I actually came up with little mental games I would play like “I bet $5 that this next screen opens in spite of all evidence to the contrary…” And when it actually happened genuinely smile to myself.

Why do I share this story? Because according to Dr. Carol Dweck, we have two basic mindsets: Fixed or Growth. If your mindset is fixed, you see most things as a test of your intelligence and subsequent results as a measure of your entire life’s accomplishment(s). Getting a C in a test is not just ‘I failed in this one lousy test’ but rather ‘I am a failure’.  You tend not to exert yourself because well you don’t want to run out of excuses. You will rather blame failure on something rather than look inside.

On the other hand, a growth mindset, first of all, seeks to learn from every experience. You strive to extend yourself beyond your comfort zone. Failure is not permanent; merely an opportunity to learn. You seek more and more challenges because ultimately what use is it to continue to master that which you have already accomplished. So you ran 1 mile? Good for you, now run 2 miles or 3.

So you spent 1-hour reading? Why don’t you try to wake up an hour earlier and then you have 2 hours to read. You can speak English? Fantastic, now take a Spanish course or a Mandarin class. Most importantly, we have the option of changing our mindsets at any juncture. Imagine if I had adopted a fixed mindset and concluded that this customer did not have the chops to take a computer-based training course. Imagine if I had judged them as not proficient after the 10th minute?

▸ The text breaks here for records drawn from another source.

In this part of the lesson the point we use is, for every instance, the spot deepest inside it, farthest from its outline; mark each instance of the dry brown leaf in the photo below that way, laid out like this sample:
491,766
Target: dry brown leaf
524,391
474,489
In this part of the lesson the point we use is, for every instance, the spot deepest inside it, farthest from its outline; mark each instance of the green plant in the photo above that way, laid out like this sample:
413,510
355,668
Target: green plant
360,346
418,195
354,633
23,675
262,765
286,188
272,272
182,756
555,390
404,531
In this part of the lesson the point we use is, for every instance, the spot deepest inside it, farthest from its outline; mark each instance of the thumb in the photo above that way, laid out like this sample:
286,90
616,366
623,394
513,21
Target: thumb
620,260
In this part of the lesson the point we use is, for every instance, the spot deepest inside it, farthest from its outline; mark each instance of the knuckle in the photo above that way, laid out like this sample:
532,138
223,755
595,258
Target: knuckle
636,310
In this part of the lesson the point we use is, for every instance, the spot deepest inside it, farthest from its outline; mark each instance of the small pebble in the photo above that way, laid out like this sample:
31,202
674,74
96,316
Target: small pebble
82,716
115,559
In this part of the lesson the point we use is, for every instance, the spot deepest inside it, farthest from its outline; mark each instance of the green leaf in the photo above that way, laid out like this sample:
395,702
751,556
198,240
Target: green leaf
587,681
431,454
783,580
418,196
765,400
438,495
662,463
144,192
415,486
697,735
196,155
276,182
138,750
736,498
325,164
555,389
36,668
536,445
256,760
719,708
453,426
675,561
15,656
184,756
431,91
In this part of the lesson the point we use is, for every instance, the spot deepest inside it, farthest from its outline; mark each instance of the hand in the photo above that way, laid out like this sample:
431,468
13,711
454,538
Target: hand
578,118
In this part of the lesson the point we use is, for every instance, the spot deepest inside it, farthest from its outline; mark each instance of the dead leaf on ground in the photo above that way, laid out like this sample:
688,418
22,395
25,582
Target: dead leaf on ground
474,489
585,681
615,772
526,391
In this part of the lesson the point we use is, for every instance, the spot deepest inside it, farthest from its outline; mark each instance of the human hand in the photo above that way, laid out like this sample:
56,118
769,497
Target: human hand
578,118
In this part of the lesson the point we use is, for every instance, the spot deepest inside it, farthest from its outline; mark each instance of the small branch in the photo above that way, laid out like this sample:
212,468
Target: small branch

This is a training course which has a direct impact on their job, their family and their lifestyle. Could it have resulted in some disaster, I hope not but it could have and it would have been a totally unnecessary outcome.

Next time you are in a difficult situation, think for a second…” can I learn from this experience“? You will be surprised at the results. Then, do that for all aspects of your life!

With deep gratitude,

Don Weobong, President, Telania, LLC.